Keep your eye on the ball. This is not the time to get sloppy. We have come to far, accomplished too much. We've grown, honed and toned. We have endured. To ignore all this would be disrespectful and lazy. Sloppiness is not something we want to add to our list of good habits. And I am not talking about the cleanliness of your room (although that is part of it). The important part we are considering today is one of fundamentals. Of base. Of foundation. And of form. That is our starting point as well as our point of reference. Everything builds upwards from there. The details are placed atop the pillars. There is a reason we call it the core. It is solid. It is strong. An immovable, impenetrable marbled slab of solidarity. Your foundation.
It has been suggested by many far wiser than I, that this takes time. Patience not only a virtue but a prerequisite as well. You have to put in the hours and miles. You must experience this path of peril with a singular focus and happy heart. You must have faith. You must trust yourself. It helps to make some friends along the way, friends you can call upon when you need a favor. REAL friends. The kind that won't let you down when the going gets tough. Allies like confidence, speed, power, stamina, humor, compassion and empathy.

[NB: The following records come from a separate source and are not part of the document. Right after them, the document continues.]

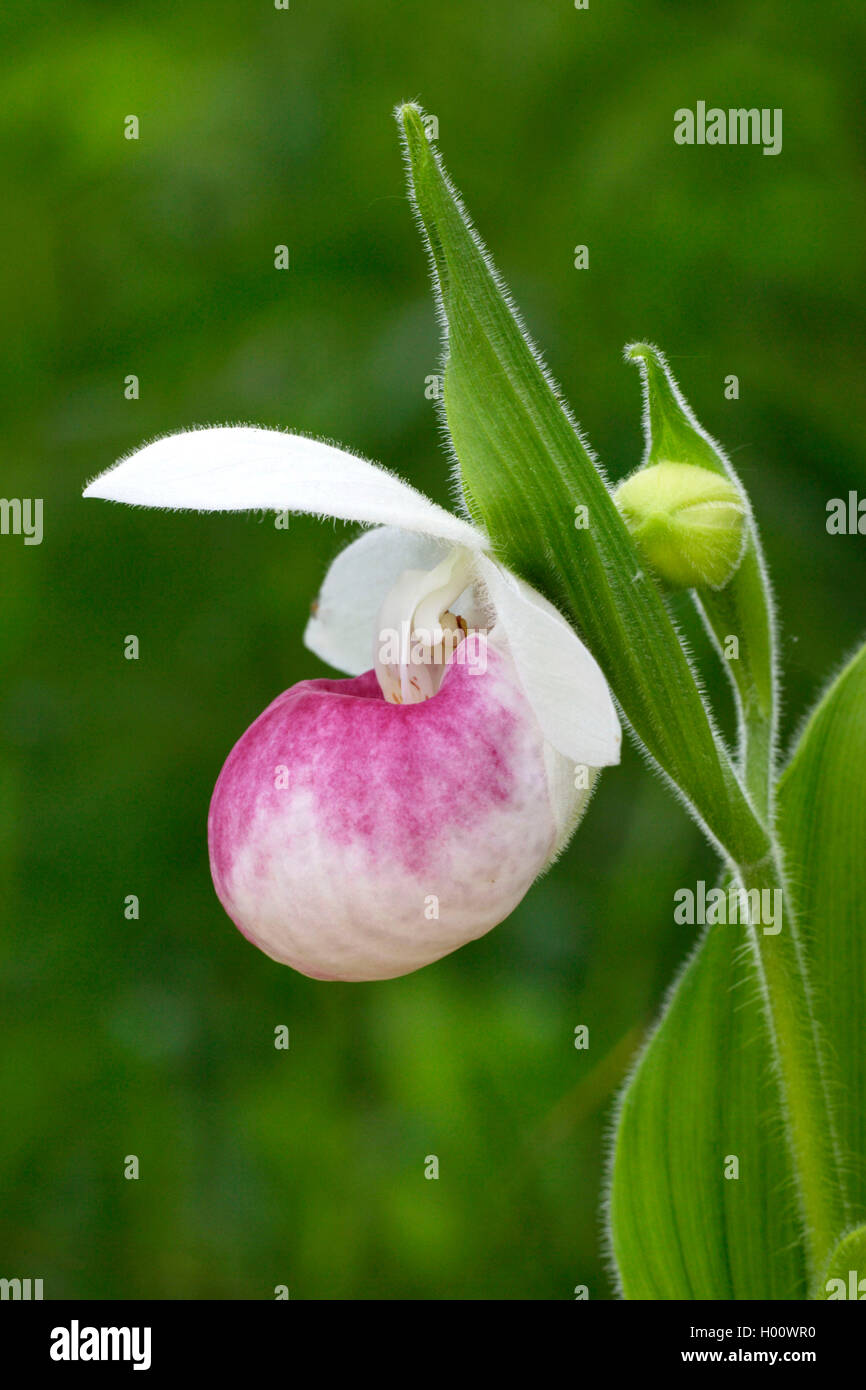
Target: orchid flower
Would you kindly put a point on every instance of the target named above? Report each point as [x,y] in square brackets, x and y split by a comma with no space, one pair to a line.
[364,827]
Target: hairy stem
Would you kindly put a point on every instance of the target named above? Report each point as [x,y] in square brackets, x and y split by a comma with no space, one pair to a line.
[812,1134]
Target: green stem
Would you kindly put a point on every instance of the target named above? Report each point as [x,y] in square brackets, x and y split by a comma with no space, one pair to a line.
[812,1136]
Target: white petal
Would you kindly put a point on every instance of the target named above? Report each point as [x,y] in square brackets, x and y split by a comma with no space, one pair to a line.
[567,799]
[239,469]
[562,679]
[344,624]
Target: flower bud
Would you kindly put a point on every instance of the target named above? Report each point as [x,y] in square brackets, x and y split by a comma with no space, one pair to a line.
[688,523]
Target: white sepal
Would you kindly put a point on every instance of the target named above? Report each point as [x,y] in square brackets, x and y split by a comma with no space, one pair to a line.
[342,630]
[241,467]
[560,677]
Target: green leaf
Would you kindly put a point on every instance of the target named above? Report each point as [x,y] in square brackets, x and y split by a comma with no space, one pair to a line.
[705,1093]
[822,805]
[526,471]
[845,1268]
[708,1086]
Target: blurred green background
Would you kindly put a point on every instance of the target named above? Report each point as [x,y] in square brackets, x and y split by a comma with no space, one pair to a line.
[263,127]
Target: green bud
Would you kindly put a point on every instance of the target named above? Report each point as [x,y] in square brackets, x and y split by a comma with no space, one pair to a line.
[688,523]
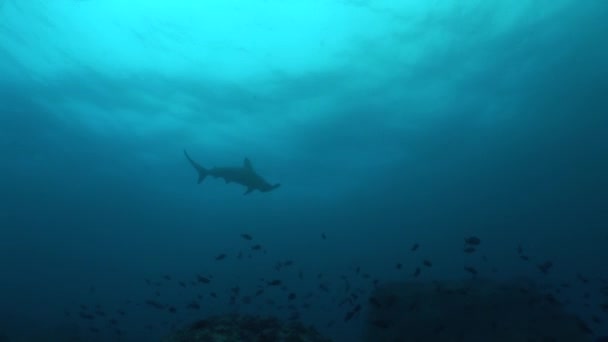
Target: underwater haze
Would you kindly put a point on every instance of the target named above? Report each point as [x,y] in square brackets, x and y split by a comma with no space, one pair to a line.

This is a process. It is not going to happen overnight. On May 1 of 2012 you are going to feel strangely the same as today. Unless you tweak your 'tude and start to clean house. Start to up the ante. Jettison the excess. Step up to the plate. Take your current contort zone and put it in the history section.
Saturday was fun. A sectional cutaway: 90 minute spin, sauna, blueberry protein smoothie, 75 minute massage, fresh (local, organic, free range) three egg cheese and broccoli omelet.
Or Sunday: 45 mile ride - Can I go harder, longer? Or longer, harder? Either way the need for focus is crucial when fixed at 25mph. Followed by a 12+ mile run. Can I go smoother, easier, with economy and impeccable form longer, faster, or faster, longer? Either way the need for calm and confidence wins the debate.
What debate?
You know the one. The sloppiness one. It is so easy to allow bad habits to prevail. Bad habits, the lack of fundamentals, the loss of form, the fear of success, giving in to the slightest amount of physical discomfort, self doubt, negative chatter, sabotage, tossing in the towel, practicing the art of the quit. Giving up. Taking your eyes off the target. Losing sight.
There is something somewhere that we can all use for this drill. Maybe your focus, maybe your climbing, maybe your power or endurance. I was reminded of this watching Junior play Little League Baseball Saturday (after the spin, sauna, smoothie and rub down).
Sometimes keeping your eye on the ball can mean more to adults than to kids.